Als sie eine Stelle erreichten, an der eine umgestürzte Weide ihre drei Stämme über das Wasser bis zum anderen Ufer streckte, wandte er sich wieder zur Baronsgemahlin. Von hier aus ließen sich weite Teile des Hanges einsehen. Und so würden sie zwar vielleicht nicht unbeobachtet, aber doch zumindest unbelauscht bleiben.
“Diese Stelle scheint mir geeignet, Hochgeboren.” Er blickte zum Ufer, dann zu ihr zurück.
Sie wies mit dem Kopf zu einem größeren flachen Felsen am Ufer. "Ich werde mich dorthin setzen." Sprach's und trieb ihr Pferd auf den Felsen zu. Dann ließ sie sich aus dem Sattel gleiten, humpelte über den Felsen, ließ sich darauf nieder, zog den Stiefel und den Strumpf aus und hielt den rechten Fuß ins Wasser des Flusses.
Ta’iro blickte ihr kurz nach. Dann zog auch er sich die Stiefel aus und balancierte, nachdem er sich die Hosen aufgekrempelt hatte, behände über den Weidenstamm. In der Mitte setzte er sich nieder und ließ die Beine ins Wasser baumeln.
Nach einigen Augenblicken sah sie sich um, ehe ihr Blick zu Ta'iro ging. "Ich hoffe sehr für Euch, dass das kein ausgeklügeltes Spiel war. Also, was soll das jetzt? Was wollt Ihr?"
"Ich?" Ta’iro betrachtete sie einen Moment nachdenklich. “Ich, Hochgeboren, möchte Euch fürs Erste unversehrt sehen. Aber ich fürchte, meine Wünsche sind hier nicht von Belang.” Er lächelte. “Wird es besser?”

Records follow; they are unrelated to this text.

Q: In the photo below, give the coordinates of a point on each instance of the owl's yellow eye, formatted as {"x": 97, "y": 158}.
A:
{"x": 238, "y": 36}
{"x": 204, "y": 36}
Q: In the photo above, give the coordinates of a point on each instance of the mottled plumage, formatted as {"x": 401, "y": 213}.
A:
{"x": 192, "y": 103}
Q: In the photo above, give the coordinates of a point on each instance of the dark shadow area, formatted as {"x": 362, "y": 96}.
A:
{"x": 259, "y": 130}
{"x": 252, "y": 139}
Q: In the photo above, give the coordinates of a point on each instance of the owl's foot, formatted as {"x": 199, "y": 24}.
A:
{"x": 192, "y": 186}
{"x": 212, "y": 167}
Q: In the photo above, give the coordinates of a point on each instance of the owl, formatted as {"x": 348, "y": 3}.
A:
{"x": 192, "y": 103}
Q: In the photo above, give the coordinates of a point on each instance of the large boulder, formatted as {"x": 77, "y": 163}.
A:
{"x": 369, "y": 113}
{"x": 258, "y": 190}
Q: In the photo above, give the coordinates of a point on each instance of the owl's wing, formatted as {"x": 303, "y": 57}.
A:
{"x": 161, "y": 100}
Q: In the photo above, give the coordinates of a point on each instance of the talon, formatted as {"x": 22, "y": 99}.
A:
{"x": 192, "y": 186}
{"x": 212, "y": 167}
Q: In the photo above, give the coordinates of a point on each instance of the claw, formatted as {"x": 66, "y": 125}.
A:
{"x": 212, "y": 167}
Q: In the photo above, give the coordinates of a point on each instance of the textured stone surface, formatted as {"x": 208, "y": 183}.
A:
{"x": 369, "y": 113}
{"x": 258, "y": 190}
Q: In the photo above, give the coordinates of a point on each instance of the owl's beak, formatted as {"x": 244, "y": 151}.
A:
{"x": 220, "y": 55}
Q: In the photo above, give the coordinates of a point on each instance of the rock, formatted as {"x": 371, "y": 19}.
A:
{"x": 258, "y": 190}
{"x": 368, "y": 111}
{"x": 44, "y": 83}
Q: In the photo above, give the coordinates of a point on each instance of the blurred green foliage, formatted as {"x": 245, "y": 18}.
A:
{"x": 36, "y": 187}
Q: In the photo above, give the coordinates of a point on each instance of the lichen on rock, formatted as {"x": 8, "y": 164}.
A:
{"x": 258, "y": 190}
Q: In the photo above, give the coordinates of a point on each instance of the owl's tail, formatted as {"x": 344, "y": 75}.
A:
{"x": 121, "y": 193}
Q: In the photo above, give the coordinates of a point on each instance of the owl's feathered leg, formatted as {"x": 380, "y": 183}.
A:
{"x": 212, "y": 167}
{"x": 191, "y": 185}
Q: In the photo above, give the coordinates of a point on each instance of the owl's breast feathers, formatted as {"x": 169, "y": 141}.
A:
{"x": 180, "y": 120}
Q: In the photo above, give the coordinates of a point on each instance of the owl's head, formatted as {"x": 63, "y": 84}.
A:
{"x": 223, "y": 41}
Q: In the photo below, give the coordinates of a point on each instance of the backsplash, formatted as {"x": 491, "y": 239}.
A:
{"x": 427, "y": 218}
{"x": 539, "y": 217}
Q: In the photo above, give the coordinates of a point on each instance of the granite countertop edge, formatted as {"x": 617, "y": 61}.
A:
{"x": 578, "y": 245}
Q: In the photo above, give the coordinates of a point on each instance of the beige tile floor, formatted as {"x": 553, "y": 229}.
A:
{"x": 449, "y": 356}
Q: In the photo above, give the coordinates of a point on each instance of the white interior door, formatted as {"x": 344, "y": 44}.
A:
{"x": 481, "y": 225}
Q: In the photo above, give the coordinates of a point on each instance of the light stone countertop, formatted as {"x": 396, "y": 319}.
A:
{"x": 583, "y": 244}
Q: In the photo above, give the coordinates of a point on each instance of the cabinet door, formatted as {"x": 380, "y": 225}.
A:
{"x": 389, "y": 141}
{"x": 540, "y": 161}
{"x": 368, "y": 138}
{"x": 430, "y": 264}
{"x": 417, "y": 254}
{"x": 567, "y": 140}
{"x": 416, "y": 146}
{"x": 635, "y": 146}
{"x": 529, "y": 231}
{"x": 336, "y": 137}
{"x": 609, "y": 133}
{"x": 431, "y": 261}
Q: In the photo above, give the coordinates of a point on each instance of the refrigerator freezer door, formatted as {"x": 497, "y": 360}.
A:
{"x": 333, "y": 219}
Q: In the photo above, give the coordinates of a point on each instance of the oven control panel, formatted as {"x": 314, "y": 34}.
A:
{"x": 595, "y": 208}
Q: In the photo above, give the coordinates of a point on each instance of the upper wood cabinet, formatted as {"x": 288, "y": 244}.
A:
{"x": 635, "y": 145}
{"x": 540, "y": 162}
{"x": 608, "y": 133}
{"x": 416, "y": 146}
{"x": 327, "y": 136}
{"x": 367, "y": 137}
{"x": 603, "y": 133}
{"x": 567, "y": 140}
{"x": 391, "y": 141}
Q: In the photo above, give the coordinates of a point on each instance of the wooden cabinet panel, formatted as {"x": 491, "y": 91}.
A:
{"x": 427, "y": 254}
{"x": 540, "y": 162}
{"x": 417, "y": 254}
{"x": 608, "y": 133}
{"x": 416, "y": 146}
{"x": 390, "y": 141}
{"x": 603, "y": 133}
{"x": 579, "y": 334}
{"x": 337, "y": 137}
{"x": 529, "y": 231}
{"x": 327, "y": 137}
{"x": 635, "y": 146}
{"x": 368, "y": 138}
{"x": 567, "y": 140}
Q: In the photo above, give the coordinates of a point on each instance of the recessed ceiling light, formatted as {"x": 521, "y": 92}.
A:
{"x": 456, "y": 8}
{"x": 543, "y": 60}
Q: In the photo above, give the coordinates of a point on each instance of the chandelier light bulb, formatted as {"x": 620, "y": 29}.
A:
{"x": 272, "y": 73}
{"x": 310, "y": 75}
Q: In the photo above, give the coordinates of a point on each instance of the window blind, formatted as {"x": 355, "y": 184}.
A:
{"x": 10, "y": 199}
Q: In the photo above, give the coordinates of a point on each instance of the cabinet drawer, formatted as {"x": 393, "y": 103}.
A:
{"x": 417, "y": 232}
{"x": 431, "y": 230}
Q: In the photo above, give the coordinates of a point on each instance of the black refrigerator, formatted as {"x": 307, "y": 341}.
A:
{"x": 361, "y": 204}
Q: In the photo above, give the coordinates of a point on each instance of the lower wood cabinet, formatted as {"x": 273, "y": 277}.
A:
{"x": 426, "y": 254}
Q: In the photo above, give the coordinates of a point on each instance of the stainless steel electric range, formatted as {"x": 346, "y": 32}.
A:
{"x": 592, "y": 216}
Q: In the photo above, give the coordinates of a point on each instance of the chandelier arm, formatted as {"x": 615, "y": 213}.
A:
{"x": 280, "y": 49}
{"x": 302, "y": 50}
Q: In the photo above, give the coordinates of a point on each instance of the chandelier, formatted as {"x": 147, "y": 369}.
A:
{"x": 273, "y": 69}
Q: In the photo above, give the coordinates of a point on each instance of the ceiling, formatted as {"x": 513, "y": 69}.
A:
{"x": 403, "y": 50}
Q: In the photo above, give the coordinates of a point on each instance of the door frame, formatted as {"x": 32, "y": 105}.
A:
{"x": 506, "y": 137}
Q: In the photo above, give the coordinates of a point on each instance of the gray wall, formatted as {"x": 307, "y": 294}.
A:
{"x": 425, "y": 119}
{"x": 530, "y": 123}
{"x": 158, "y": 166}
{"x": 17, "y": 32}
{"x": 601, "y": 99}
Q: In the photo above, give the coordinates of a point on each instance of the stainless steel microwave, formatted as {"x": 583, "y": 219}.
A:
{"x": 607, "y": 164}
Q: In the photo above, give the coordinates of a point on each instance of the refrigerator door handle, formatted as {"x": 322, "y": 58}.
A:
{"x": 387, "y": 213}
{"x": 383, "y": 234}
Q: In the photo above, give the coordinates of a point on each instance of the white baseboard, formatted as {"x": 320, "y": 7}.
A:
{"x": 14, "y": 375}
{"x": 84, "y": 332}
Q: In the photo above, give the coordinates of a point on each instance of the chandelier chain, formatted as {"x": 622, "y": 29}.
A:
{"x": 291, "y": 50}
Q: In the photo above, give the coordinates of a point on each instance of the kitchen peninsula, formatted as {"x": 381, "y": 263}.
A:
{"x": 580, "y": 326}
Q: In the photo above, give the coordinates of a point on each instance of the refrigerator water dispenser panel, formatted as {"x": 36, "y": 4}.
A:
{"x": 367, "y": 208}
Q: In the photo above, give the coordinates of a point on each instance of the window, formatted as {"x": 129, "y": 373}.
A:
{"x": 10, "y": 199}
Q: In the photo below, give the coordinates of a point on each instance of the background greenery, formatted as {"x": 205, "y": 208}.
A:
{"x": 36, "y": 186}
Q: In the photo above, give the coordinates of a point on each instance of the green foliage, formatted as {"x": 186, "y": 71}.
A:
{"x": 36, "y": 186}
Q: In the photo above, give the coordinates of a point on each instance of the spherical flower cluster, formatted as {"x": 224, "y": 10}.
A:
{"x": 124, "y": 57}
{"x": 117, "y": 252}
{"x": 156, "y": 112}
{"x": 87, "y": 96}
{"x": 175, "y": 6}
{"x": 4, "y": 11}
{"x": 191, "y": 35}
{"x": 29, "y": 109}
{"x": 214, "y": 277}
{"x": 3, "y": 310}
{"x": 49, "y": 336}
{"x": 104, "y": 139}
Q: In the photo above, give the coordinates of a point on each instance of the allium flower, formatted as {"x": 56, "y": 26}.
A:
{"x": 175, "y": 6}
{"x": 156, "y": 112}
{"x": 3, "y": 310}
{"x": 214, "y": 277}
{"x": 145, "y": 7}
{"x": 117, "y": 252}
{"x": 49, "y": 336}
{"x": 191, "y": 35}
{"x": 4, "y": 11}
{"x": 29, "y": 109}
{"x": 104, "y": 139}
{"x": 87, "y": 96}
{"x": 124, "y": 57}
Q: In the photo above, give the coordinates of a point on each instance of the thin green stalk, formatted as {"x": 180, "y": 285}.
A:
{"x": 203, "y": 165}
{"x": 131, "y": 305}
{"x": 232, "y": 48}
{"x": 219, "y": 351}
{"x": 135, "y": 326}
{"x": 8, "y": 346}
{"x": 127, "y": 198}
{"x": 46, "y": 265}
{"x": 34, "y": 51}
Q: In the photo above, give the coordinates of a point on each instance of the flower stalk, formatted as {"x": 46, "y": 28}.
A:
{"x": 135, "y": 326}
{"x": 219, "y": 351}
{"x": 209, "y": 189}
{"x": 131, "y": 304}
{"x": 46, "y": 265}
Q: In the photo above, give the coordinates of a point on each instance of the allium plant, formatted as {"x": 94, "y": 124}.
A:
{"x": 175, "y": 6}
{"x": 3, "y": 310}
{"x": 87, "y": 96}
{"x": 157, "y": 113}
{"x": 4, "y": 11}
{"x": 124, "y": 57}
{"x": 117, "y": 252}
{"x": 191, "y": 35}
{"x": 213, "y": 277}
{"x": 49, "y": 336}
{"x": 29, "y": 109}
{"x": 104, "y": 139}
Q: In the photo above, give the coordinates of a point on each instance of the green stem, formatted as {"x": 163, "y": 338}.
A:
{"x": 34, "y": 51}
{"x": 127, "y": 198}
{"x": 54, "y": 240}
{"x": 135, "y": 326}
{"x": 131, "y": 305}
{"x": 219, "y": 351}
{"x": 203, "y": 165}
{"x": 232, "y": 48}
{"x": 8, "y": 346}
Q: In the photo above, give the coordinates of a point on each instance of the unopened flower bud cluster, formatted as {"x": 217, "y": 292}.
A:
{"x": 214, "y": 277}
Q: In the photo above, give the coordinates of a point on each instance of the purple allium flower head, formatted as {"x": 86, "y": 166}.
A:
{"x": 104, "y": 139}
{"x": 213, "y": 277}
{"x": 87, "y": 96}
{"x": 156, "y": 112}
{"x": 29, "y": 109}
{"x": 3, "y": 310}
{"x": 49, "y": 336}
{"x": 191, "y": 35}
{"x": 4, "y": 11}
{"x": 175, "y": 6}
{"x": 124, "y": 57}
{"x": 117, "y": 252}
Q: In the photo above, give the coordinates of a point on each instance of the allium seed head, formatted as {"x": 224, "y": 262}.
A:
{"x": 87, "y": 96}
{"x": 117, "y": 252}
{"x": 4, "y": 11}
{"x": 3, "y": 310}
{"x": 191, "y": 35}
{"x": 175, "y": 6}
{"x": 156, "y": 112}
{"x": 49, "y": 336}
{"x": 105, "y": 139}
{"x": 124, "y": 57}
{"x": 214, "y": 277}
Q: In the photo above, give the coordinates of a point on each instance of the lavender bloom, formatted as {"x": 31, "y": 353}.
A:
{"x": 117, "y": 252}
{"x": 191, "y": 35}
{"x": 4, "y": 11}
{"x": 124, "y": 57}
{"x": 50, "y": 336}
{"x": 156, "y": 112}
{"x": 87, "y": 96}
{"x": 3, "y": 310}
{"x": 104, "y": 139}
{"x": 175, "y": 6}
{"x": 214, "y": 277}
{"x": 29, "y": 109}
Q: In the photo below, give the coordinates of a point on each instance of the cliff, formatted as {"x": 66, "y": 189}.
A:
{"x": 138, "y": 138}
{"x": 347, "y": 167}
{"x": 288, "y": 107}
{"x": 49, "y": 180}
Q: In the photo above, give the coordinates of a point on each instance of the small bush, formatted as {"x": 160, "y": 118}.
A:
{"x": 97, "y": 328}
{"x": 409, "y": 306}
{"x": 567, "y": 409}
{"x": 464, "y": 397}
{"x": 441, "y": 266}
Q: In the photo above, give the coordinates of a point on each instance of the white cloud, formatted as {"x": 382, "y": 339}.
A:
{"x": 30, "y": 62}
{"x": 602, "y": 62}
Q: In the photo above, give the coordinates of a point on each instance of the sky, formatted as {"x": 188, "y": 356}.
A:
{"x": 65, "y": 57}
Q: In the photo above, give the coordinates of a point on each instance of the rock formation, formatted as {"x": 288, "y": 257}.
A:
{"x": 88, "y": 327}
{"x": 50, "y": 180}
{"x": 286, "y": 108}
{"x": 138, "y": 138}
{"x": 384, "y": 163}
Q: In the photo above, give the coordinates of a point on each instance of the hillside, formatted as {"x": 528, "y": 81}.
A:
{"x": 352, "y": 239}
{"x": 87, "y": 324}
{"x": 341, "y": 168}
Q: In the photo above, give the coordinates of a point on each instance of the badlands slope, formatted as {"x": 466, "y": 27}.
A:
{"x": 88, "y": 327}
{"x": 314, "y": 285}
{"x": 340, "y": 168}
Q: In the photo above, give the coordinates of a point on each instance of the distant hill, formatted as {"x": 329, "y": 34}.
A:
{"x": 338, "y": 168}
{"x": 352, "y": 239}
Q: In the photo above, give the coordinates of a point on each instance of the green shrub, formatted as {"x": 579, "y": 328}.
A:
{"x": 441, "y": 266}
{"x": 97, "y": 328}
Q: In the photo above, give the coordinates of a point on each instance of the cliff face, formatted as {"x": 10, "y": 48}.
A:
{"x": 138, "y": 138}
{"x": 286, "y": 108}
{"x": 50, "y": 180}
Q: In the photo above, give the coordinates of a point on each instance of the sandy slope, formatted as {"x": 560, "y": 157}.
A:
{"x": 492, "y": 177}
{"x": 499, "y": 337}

Sie betrachtete ihn eingehend, mit leicht zusammengekniffenen Augen. "Findet Ihr das nicht eigenartig? Ein Holzpflock im Boden, mitten auf einem Kampfplatz, der nicht so aussieht, als steckte er schon Jahre in der Erde, keine Spur der Verwitterung. Ein Übungskampf mit stumpfer Waffe, bei der der Hausherr zufällig an der richtigen Stelle stürzt und der Kampf genauso lange dauert, bis eine der besten Reiterinnen des anstehenden Rennens sich verletzt. Sofort bietet Ihr an, mich zu tragen, und seltsamerweise sind plötzlich alle verschwunden, nachdem Ihr mich zum Fluss begleitet habt. Also: Was wollt Ihr wirklich? Oder handelt Ihr nur im Auftrag Seiner Wohlgeboren?"
“Ihr scheint mir großen Einfluss zuzutrauen, Eure Hochgeboren, wenn ich es schaffe, nicht nur Dom Algerio, sondern auch gleich noch Euren Onkel so in meine Pläne einzubinden, dass sie sich beide meinen Wünschen fügen und uns hier allein lassen!” Der Zahori ließ sich von der Weide ins Wasser hinab und watete zum Uferrand. Zwei Schritte von Domna Richeza entfernt setzte er sich ihr zugewandt auf den Uferrand.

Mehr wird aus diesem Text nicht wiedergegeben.